韩东升给喻兰川发信息, 说情况有变的时候, 喻兰川刚走出会议室, 差点迎面撞上端咖啡的助理。
“喻总, 咖啡还要吗?”
喻兰川满嘴都是咖啡的焦苦味,闻着那玩意有点犯恶心,往后一仰头,他摆摆手, 迅速给韩东升回了信息, 然后场外联系丐帮的人和于严, 去卫生间洗了把脸。回到办公室, 不等一口气喘匀, 就发现他方才在会上力挺的项目总监已经等候多时了。

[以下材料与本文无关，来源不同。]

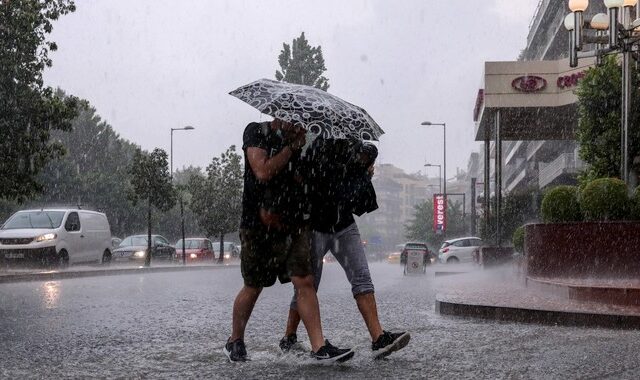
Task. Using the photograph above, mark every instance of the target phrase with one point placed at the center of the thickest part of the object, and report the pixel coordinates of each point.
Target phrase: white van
(56, 236)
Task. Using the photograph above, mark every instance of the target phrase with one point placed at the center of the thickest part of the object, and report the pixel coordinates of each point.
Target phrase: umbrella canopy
(314, 109)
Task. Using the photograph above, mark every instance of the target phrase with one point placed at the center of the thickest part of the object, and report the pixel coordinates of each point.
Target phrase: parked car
(459, 250)
(134, 248)
(196, 249)
(56, 237)
(414, 245)
(115, 242)
(231, 249)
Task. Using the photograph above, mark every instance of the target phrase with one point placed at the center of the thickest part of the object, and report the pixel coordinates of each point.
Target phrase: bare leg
(309, 310)
(367, 306)
(292, 322)
(242, 308)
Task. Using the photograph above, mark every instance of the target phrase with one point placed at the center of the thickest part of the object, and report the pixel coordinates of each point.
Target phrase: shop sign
(439, 213)
(529, 83)
(567, 81)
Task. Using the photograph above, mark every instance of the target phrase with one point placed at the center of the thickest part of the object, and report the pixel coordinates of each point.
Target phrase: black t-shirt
(284, 194)
(340, 186)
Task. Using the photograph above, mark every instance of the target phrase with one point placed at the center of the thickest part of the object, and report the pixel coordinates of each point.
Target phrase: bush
(560, 204)
(605, 199)
(635, 204)
(518, 239)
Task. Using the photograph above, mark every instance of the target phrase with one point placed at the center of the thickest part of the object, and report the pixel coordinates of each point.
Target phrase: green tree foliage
(518, 208)
(151, 182)
(94, 172)
(560, 204)
(29, 111)
(605, 199)
(420, 227)
(217, 198)
(302, 64)
(599, 108)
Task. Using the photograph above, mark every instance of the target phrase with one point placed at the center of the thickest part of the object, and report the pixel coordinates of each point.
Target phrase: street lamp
(184, 254)
(439, 175)
(444, 161)
(615, 34)
(187, 128)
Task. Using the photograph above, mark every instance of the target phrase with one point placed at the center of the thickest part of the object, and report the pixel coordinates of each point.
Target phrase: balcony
(562, 170)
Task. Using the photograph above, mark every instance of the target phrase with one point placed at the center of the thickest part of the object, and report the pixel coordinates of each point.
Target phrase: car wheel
(106, 257)
(63, 259)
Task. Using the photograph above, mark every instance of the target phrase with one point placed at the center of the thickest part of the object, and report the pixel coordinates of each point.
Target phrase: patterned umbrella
(316, 110)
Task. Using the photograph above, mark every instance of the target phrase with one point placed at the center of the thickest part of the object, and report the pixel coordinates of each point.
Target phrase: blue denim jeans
(346, 247)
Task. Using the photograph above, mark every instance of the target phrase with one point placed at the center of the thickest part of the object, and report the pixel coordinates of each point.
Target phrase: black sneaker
(389, 342)
(235, 351)
(287, 342)
(332, 354)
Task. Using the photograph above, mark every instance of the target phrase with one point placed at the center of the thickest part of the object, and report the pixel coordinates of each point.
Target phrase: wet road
(173, 325)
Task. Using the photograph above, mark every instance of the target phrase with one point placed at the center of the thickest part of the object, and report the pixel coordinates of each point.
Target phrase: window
(73, 222)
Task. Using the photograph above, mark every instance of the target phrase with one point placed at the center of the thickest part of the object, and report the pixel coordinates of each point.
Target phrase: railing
(565, 163)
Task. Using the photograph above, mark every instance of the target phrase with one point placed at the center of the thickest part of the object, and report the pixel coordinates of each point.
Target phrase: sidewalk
(76, 271)
(501, 294)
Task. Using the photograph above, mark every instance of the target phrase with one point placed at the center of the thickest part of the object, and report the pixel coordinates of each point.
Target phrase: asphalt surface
(173, 325)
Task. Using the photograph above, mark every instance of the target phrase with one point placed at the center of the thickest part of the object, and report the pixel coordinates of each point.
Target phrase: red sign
(439, 213)
(529, 83)
(570, 80)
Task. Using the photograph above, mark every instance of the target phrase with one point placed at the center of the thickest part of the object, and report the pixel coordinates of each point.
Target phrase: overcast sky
(151, 65)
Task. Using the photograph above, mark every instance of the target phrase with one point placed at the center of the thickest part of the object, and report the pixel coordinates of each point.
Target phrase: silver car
(459, 250)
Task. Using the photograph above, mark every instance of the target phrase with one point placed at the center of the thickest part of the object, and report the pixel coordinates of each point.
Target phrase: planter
(583, 249)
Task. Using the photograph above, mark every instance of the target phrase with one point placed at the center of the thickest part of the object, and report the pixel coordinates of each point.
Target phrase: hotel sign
(529, 83)
(439, 213)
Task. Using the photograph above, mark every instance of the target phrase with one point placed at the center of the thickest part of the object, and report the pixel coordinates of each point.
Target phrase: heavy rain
(298, 189)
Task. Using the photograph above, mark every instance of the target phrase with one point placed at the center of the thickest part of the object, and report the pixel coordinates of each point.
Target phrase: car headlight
(46, 237)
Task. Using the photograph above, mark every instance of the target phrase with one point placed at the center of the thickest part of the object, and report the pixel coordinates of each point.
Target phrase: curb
(547, 317)
(50, 276)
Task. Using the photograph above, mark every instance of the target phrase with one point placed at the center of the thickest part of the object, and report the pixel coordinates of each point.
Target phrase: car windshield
(134, 241)
(34, 219)
(191, 244)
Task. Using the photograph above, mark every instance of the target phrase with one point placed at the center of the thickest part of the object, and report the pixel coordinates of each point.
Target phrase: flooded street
(173, 325)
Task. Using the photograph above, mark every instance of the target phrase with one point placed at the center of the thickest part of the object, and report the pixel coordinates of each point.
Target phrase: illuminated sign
(439, 213)
(570, 80)
(529, 83)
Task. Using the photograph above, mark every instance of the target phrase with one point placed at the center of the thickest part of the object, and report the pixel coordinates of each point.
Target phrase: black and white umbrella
(315, 110)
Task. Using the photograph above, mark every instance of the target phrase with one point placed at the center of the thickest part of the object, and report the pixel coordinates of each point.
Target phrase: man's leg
(319, 243)
(351, 256)
(242, 308)
(309, 310)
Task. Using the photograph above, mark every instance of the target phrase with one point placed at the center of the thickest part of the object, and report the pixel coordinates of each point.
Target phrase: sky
(151, 65)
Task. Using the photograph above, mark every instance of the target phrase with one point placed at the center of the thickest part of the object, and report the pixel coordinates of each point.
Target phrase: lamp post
(439, 175)
(444, 161)
(187, 128)
(184, 254)
(615, 34)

项目总监们对外都是“封疆大吏”,一人扛一方江山, 但其实日子过得没有那么风光,除非是业绩格外突出或者老板亲信, 否则自己常年驻扎项目, “朝中”又无人,对上级的沟通渠道不畅通, 每次回集团总部抢资源, 都得八仙过海、头破血流。
这位总监手头正在运营一个养老养生方面的项目, 但最近两年,整个集团都在往轻资产的方向倾斜, 涉及地产的摊全是后娘养的。他自觉跟喻兰川私交一般——喻兰川恪守职场精英守则, 整个风控部门一枝独秀, 锦衣卫似的,跟谁都私交一般——没想到喻兰川会带着整个部门加班两宿,在董事会上以一杠三,力挺自己。
“喻总,辛苦辛苦。”项目总监热情地迎上来,“什么时候赏光,请您吃顿饭?”
喻兰川公事公办地一笑:“卞总客气。”
项目总监一屁股在他办公室里坐下,发现他办公桌上有几张广告传单,卖保健品的、卖磁疗仪的,还有一个叫“极乐世界”,宣传单上写着:“你是否已经退休在家,生活无所适从?是否儿孙绕膝,仍然孤独寂寞?你是否觉得自己正在变成一个多余的人,只有在那些花言巧语的骗子面前,才能找到稀有的存在感?”
“极乐世界”的宣传单印得格外精良,项目总监拿起来一看,笑了:“这跟咱们项目的广告思路好像啊,卖什么的?看着还挺高端——我家有个亲戚家里一打这些玩意,棺材本都给人骗出去了,不瞒你说,咱们好多宣传策略都跟着他们偷师的。”
“哪里,”喻兰川说,“不高端,这只是个平凡的邪教。”
项目总监:“……”
“我一个朋友是警察,最近刚查获的,正好今天卞总在,拿过来给你看看——你们最近在炒的不是这个话题么?”喻兰川说,“我听说你们还打算拍个公益电影,详细说说,备案了吗,剧本有了吗?”
项目总监嬉皮笑脸地跟他套磁:“备倒是备了,其他的还八字没一撇呢。咱们之前抠了半天预算,也就凑齐了够备案的那点资金。喻总,我们这些后妈捡的儿子,在集团的日子不好混,以后得多拍你的马屁啊。”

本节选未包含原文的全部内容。